23-06-2025
- Entertainment
- Time of India
The Cannes Syndrome
A lot has been said and done about the extravaganza that is the
Cannes Advertising Festival
- the wet dream of many an advertising professional - a celebration of great advertising across the world.
That begs the question - what makes an ad campaign 'great'?
Is it the craft that went behind it? The impact it had? Or some other metric altogether?
Ideally it is the beautiful point where creative execution leads to measurable and visible impact for the brand, and that is the criteria as well. And yet, LinkedIn was rife with industry professionals talking about how many awarded campaigns have one thing in common - almost nobody outside the industry has seen them. Campaigns like 'Lucky Yatra' by
FCB India
- with brilliant ideation & craft behind it, and yet even the people employed by the Indian Railways were not aware about it till it was too late.

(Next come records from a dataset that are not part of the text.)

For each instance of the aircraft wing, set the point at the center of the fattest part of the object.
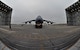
(48, 21)
(29, 21)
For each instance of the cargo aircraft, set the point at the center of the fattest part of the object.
(39, 21)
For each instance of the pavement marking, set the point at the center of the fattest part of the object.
(6, 30)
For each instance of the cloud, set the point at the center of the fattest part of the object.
(53, 10)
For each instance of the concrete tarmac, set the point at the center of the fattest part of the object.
(50, 37)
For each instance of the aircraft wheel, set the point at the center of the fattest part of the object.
(36, 26)
(40, 26)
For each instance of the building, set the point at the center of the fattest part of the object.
(73, 14)
(5, 14)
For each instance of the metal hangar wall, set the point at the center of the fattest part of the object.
(73, 14)
(5, 14)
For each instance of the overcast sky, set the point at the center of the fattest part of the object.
(53, 10)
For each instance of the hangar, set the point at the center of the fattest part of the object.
(5, 14)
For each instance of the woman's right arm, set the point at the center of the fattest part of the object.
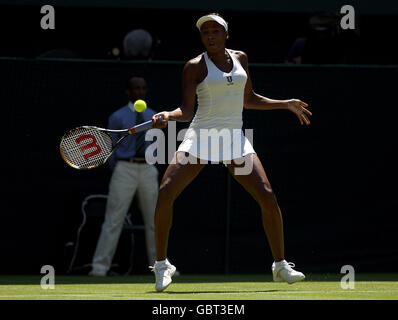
(185, 112)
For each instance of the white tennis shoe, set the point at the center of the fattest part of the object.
(283, 271)
(163, 272)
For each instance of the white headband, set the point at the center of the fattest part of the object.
(212, 17)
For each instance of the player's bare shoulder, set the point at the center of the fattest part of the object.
(241, 56)
(196, 68)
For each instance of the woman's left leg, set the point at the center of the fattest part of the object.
(257, 184)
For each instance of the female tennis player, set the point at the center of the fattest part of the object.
(220, 79)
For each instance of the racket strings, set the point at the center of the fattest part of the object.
(85, 148)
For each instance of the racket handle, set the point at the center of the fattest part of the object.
(142, 127)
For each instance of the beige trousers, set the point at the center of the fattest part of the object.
(127, 179)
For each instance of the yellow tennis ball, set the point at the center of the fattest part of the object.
(140, 105)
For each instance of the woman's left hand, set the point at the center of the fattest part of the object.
(298, 107)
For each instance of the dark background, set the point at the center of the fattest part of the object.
(334, 180)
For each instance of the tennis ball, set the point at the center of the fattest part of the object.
(140, 105)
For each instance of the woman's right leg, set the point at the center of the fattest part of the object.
(174, 181)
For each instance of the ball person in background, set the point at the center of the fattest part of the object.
(220, 78)
(130, 174)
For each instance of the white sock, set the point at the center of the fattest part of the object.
(162, 261)
(277, 264)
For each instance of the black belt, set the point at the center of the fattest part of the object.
(134, 160)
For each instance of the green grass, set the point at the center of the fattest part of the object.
(201, 287)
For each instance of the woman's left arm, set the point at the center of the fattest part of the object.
(255, 101)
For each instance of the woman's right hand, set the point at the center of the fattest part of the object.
(160, 120)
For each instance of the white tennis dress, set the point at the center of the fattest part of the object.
(215, 133)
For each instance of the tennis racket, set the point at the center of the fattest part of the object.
(89, 147)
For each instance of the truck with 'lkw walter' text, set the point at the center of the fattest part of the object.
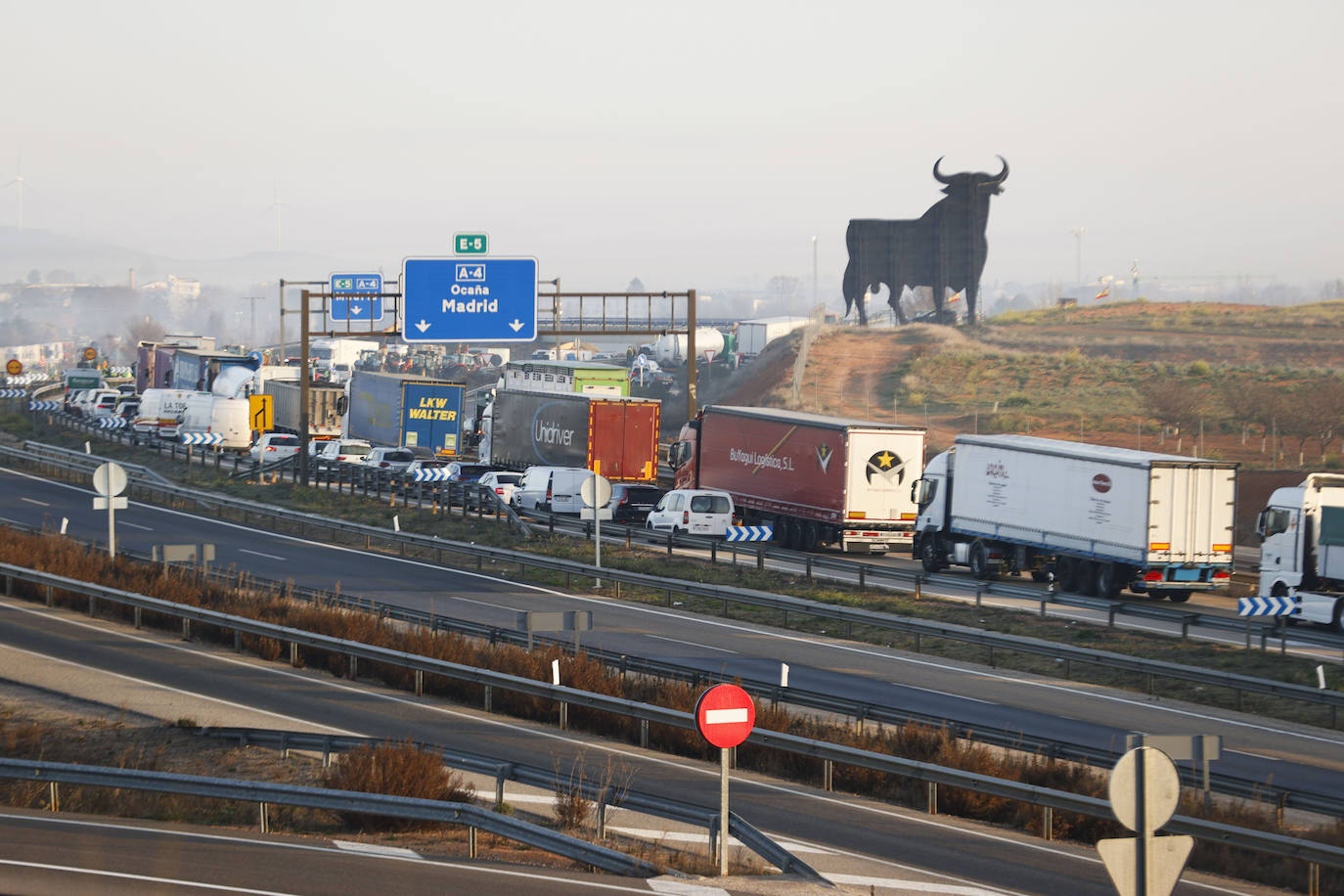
(1097, 518)
(816, 479)
(392, 410)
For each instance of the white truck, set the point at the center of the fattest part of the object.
(330, 352)
(230, 418)
(753, 336)
(1303, 548)
(1097, 518)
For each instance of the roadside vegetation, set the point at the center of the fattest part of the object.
(915, 741)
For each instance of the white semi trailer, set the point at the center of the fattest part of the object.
(1303, 548)
(1098, 518)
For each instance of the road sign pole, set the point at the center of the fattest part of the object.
(723, 812)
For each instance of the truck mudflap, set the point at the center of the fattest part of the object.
(1186, 578)
(875, 540)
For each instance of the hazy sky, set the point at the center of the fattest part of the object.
(690, 144)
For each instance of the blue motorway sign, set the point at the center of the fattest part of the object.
(355, 297)
(477, 299)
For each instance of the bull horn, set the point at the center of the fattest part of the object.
(1003, 175)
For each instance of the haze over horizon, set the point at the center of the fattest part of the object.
(695, 146)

Somewhere there's a disconnect.
So what is the purpose of a platform that celebrates creativity in advertising if the impact of said great work is being called into question by industry veterans after every edition of the awards?
From the point of view of a new professional in the field, they give you something to aspire for. A standard of out-of-the-box thinking that not only raises the bar for good work each time, but also rewards those who manage to crack something meaningful.
But maybe, just maybe, there is a need for a course-correction. Maybe there needs to be a mechanism that ensures that there is parity, clarity, and sincerity in the campaigns that claim impact while ensuring that the passion behind the craft shines through - Something that takes care of the
Cannes Syndrome
where the bells sing of impact, but the echo is largely silent.